BOM hack pinned on someone foreign
The Australian Cyber Security Centre (ACSC) has attributed last year’s Bureau of Meteorology (BoM) hack to a foreign power.
This week’s 2016 Australian Cyber Security Centre Threat report (available here in PDF form) says a foreign power was running malware on the BoM’s computer system in order to copy sensitive documents and break into other government networks.
The BoM’s computers are some of the most connected in government, with a broad range of departments referring to it for data on an almost constant basis.
“ASD (Australian Signals Directorate) identified the presence of particular Remote Access Tool (RAT) malware popular with state-sponsored cyber adversaries, amongst other malware associated with cyber crime,” the report reads.
“The RAT has also been used to compromise other Australian government networks.”
The report said the foreign intelligence service that installed the well-known CryptoLocker program, among other malware, to steal sensitive information.
The BoM infection was just one of 1095 serious cyber assaults in the 18 months to June 30 this year.
ACSC noted the government’s dismal lack of security controls to prevent cyber crime.

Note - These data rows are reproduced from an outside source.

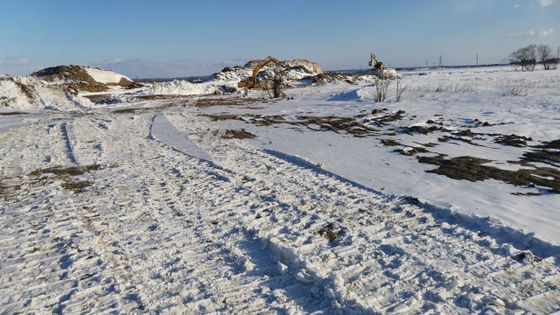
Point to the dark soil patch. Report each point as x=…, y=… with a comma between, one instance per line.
x=551, y=157
x=330, y=232
x=472, y=169
x=429, y=144
x=411, y=151
x=68, y=171
x=390, y=142
x=75, y=186
x=77, y=78
x=238, y=134
x=27, y=90
x=421, y=129
x=555, y=144
x=156, y=97
x=11, y=113
x=525, y=194
x=316, y=123
x=451, y=138
x=383, y=117
x=66, y=176
x=513, y=140
x=208, y=102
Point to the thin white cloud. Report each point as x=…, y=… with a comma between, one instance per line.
x=531, y=33
x=545, y=3
x=140, y=68
x=13, y=61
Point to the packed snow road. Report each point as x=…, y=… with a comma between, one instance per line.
x=149, y=210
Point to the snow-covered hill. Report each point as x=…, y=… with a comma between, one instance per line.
x=30, y=94
x=324, y=202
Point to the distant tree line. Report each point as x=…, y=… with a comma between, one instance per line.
x=528, y=57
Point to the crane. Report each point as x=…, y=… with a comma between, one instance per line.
x=251, y=82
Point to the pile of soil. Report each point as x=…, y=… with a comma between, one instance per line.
x=75, y=77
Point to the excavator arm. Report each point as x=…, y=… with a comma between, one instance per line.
x=252, y=81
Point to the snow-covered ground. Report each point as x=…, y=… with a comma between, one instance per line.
x=456, y=100
x=106, y=76
x=150, y=207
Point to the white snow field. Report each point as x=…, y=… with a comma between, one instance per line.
x=151, y=207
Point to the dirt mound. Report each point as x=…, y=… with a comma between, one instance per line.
x=75, y=77
x=297, y=69
x=29, y=93
x=84, y=79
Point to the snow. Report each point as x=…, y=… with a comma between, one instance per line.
x=41, y=96
x=144, y=207
x=467, y=95
x=180, y=87
x=105, y=76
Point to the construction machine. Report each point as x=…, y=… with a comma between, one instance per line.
x=252, y=82
x=375, y=63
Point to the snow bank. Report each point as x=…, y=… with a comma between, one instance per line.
x=28, y=93
x=180, y=87
x=106, y=76
x=366, y=93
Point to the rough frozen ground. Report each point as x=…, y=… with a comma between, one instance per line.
x=526, y=104
x=154, y=229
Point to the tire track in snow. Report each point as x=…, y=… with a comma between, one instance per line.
x=64, y=130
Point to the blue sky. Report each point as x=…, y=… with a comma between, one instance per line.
x=170, y=38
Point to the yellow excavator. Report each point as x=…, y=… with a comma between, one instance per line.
x=375, y=63
x=253, y=83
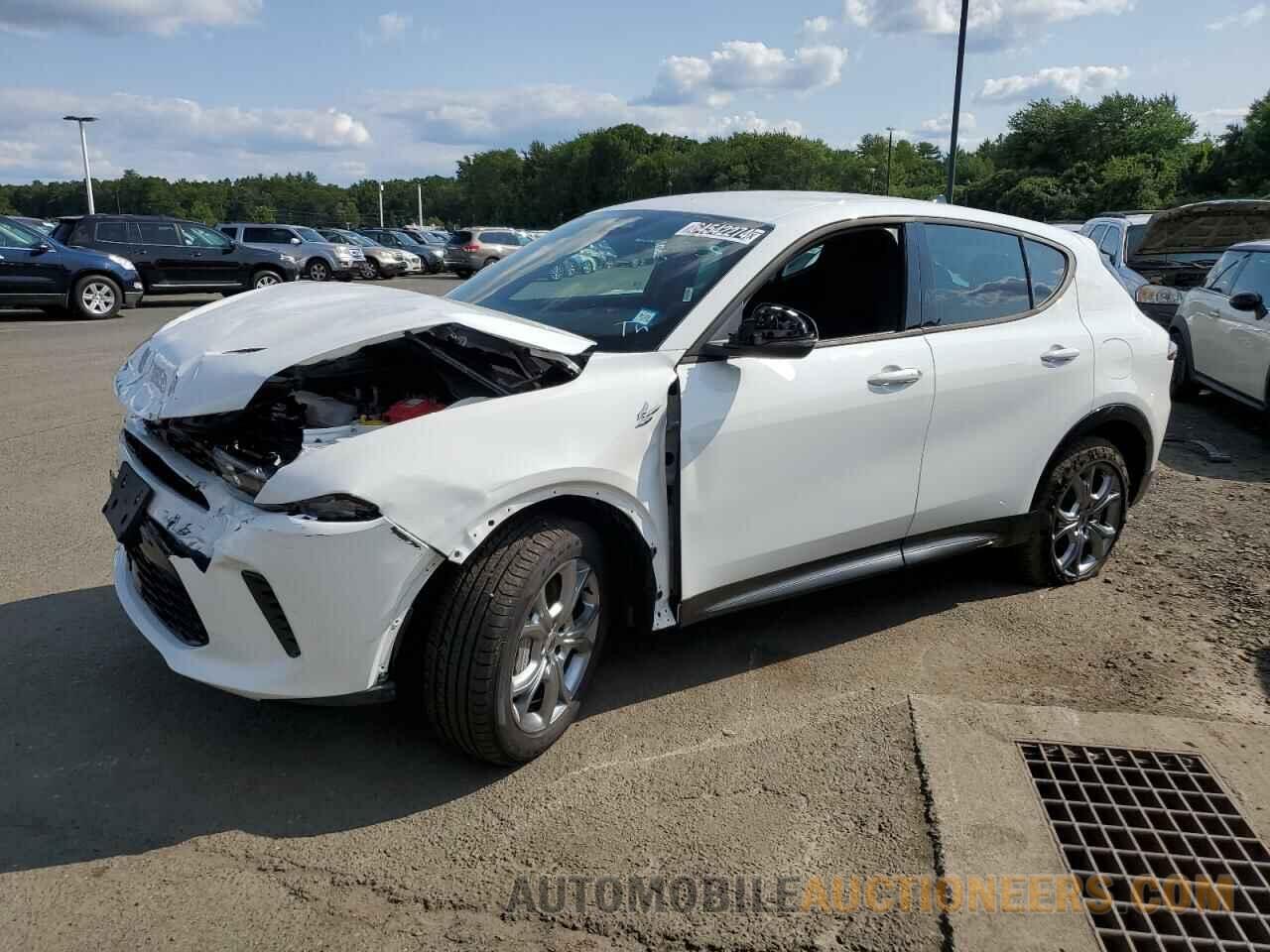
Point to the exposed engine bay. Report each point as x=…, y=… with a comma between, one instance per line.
x=317, y=404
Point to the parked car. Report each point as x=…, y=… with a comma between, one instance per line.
x=380, y=262
x=471, y=249
x=430, y=258
x=40, y=225
x=339, y=495
x=1222, y=333
x=178, y=257
x=1159, y=255
x=318, y=259
x=40, y=272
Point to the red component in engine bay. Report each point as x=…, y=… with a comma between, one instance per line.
x=408, y=409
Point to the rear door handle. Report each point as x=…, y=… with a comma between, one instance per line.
x=894, y=376
x=1058, y=356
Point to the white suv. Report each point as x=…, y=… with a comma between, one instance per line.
x=370, y=492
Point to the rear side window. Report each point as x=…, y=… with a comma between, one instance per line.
x=1047, y=267
x=1255, y=277
x=1220, y=280
x=116, y=231
x=976, y=276
x=157, y=232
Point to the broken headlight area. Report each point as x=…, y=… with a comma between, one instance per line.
x=313, y=405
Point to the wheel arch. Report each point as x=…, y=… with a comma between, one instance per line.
x=1127, y=429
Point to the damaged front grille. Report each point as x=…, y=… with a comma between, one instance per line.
x=162, y=588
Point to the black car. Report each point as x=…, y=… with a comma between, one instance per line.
x=39, y=271
x=177, y=257
x=434, y=259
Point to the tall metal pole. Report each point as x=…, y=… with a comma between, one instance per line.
x=87, y=173
x=890, y=145
x=956, y=99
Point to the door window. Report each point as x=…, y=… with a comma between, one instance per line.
x=976, y=276
x=1220, y=280
x=851, y=284
x=159, y=232
x=1047, y=267
x=1255, y=277
x=16, y=236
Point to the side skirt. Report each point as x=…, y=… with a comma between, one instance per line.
x=860, y=563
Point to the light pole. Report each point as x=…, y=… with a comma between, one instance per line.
x=890, y=145
x=87, y=176
x=956, y=99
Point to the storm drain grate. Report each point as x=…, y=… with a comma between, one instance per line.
x=1162, y=853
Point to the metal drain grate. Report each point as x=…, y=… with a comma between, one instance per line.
x=1152, y=825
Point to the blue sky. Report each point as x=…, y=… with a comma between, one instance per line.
x=390, y=87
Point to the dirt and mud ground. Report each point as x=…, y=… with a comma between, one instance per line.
x=141, y=810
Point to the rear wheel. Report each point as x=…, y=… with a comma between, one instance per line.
x=513, y=647
x=95, y=298
x=1182, y=385
x=1084, y=500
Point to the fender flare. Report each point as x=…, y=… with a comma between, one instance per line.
x=1096, y=420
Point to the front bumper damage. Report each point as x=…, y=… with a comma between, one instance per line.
x=344, y=589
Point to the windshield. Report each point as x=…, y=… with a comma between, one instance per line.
x=624, y=278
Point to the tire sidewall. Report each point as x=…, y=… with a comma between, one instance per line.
x=1080, y=456
x=580, y=542
x=77, y=302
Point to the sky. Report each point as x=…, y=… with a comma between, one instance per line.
x=400, y=89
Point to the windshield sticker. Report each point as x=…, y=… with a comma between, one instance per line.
x=722, y=231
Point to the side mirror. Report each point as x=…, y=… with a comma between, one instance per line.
x=1250, y=301
x=774, y=330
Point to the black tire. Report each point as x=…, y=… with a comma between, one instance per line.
x=95, y=298
x=1182, y=384
x=266, y=278
x=475, y=638
x=1038, y=558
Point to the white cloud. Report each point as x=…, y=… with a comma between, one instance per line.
x=1213, y=122
x=1247, y=18
x=742, y=64
x=1055, y=80
x=162, y=17
x=992, y=23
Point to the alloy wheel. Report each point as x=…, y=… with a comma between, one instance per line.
x=98, y=298
x=1087, y=520
x=557, y=644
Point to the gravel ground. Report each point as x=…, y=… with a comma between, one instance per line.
x=143, y=810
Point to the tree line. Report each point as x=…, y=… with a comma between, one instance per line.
x=1057, y=160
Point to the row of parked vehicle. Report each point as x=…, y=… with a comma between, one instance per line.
x=1202, y=272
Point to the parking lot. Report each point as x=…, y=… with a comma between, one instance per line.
x=140, y=809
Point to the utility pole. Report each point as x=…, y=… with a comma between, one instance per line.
x=956, y=99
x=87, y=175
x=890, y=145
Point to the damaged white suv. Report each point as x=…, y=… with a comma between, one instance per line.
x=352, y=493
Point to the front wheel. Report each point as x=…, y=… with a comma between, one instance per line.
x=516, y=639
x=96, y=298
x=1083, y=503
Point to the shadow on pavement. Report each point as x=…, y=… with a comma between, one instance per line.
x=105, y=752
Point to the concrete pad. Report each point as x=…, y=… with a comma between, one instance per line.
x=987, y=816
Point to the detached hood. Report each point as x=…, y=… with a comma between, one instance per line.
x=214, y=358
x=1206, y=227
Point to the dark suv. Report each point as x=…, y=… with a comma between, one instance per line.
x=37, y=271
x=176, y=257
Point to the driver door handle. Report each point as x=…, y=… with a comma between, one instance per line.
x=1058, y=356
x=894, y=377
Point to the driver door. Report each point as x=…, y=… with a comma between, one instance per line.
x=788, y=461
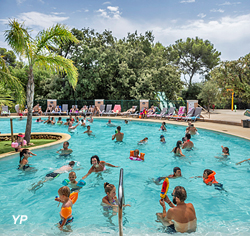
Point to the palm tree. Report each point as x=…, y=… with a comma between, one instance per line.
x=38, y=52
x=11, y=87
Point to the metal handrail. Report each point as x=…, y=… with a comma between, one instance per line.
x=121, y=201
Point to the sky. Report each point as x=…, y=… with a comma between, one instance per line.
x=225, y=23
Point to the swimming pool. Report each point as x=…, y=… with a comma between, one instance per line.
x=218, y=212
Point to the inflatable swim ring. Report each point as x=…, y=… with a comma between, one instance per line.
x=133, y=158
x=164, y=188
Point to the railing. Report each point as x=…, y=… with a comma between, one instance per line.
x=121, y=201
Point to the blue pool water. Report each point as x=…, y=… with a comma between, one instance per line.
x=218, y=212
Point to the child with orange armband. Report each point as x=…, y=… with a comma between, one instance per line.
x=67, y=200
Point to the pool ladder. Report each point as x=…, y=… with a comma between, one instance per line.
x=121, y=201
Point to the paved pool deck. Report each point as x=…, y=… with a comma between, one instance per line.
x=221, y=120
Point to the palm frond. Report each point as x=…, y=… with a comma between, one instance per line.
x=17, y=37
x=59, y=64
x=50, y=37
x=11, y=82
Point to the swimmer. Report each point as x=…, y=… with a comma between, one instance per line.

“Security controls in place were insufficient to protect the network from more common threats associated with cybercrime,” the report said
“CryptoLocker ransomware found on the network represented the most significant threat to the bureau's data retention and continuity of operations.
“ASD identified evidence of the adversary searching for and copying an unknown quantity of documents from the bureau's network.
“This information is likely to have been stolen by the adversary.”
Media reports have pinned the attacks on China, but the Minister Assisting the Prime Minister for Cyber Security, Dan Tehan, would not say which foreign state was behind it.
According to the ACSC report; “At this point in time, terrorists are more likely to embarrass governments, impose financial costs, and achieve propaganda victories by compromising and affecting poorly secured networks.”